The night I joined in the lantern lighting tradition, it was bitter cold, but the sky was clear. The back of Frank’s truck was filled with tea light candles and small metal lanterns. We each took a lantern and went out into the dark of the cemetery, trudging through the shin-deep snow. I placed my lantern reverently on a low headstone. It was too dark to read the name, but I hoped that the tiny bit of warmth would find its way into the icy ground below.
All across the cemetery, people were placing lanterns in deep footprints they had made in the snow, dotting the ground with little yellow glows. Frank lit some candles on a small pine tree near the entrance, using antique candleholders and tenderly guarding the small flames from the wind. We all gathered around the tree to listen to him explain the traditions of old. Every now and then he would turn and look over the lighted cemetery with eyes that twinkled and flickered behind his glasses.
“It is beautiful,” he said.
We sang “Finlandia”—a favorite patriotic song. We were strangers standing together in the snow. But in those moments of honoring people most of us had never met, we didn’t feel like strangers anymore.
After the lantern lighting, Frank and his wife invited everyone to gather at the Arling House for food and company. Frank’s grandfather built the house at the turn of the century for a pair of eccentric old spinsters, and Frank purchased and restored it in 1995, turning it into his own home. It was the perfect place for an old-fashioned Christmas party.
Throughout the night, I sifted through crowds of friendly strangers, listening to snatches of their conversations and snacking on the mounds of Finnish treats, rum cake, and lutefisk soup. My parents chatted with Frank and his wife about their historic house, and friends and neighbors answered my questions about their lives there in Long Valley. For a time, I felt like I was a lifelong resident of Long Valley too.
Back in Roseberry, Frank closes the General Store to the public for much of the winter. Roseberry then becomes something of the ghost town it was in years past. Mounds of snow line the streets and frost the roofs of the church, the museum, the row of small houses, and the barns out in the fields. It is a quaint and lovely sight—but it’s also a little melancholic to think that for so many years the town was silent, without the warm bustle and excitement of the tourists to liven it up every year.

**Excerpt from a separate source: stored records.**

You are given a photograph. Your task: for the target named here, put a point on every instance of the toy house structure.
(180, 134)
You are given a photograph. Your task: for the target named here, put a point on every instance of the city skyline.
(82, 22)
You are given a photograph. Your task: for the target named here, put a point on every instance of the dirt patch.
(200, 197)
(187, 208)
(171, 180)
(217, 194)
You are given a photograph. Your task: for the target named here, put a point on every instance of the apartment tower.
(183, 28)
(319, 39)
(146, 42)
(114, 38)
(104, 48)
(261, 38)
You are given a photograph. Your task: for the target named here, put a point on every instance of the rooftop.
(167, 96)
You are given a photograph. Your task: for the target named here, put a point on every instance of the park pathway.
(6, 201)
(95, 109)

During the Christmas holiday, the store is open, and for a few weeks, life returns to the town. If you’re lucky, you might spot Frank dressed up as Santa Claus, sitting by the old wood stove in the back of the store—a perfect picture of Christmas spirit. If you are in the area during other parts of the winter, consider giving Frank a call; he just might be willing to invite you over to his home and show you around the town that has become his life’s work. He and his wife will certainly offer warm friendship that will belie the cold and ice outside.

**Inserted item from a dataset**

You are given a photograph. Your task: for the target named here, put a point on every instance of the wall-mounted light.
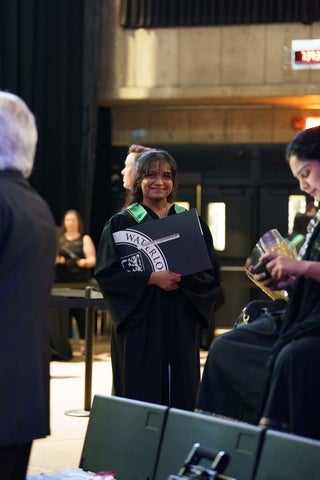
(312, 122)
(298, 123)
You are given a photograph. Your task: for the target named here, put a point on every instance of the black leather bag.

But even more than Christmas spirit, Frank epitomizes the spirit of Long Valley—his warmth, his good-natured love of work, and his reverence for the grandfathers and grandmothers who made his life possible in that beautiful mountain valley. These values, seemingly lost in our world of long-distance cyber chatter, are given new life every time I revisit his store and he invites me to warm myself by the stove with a cup of hot cider.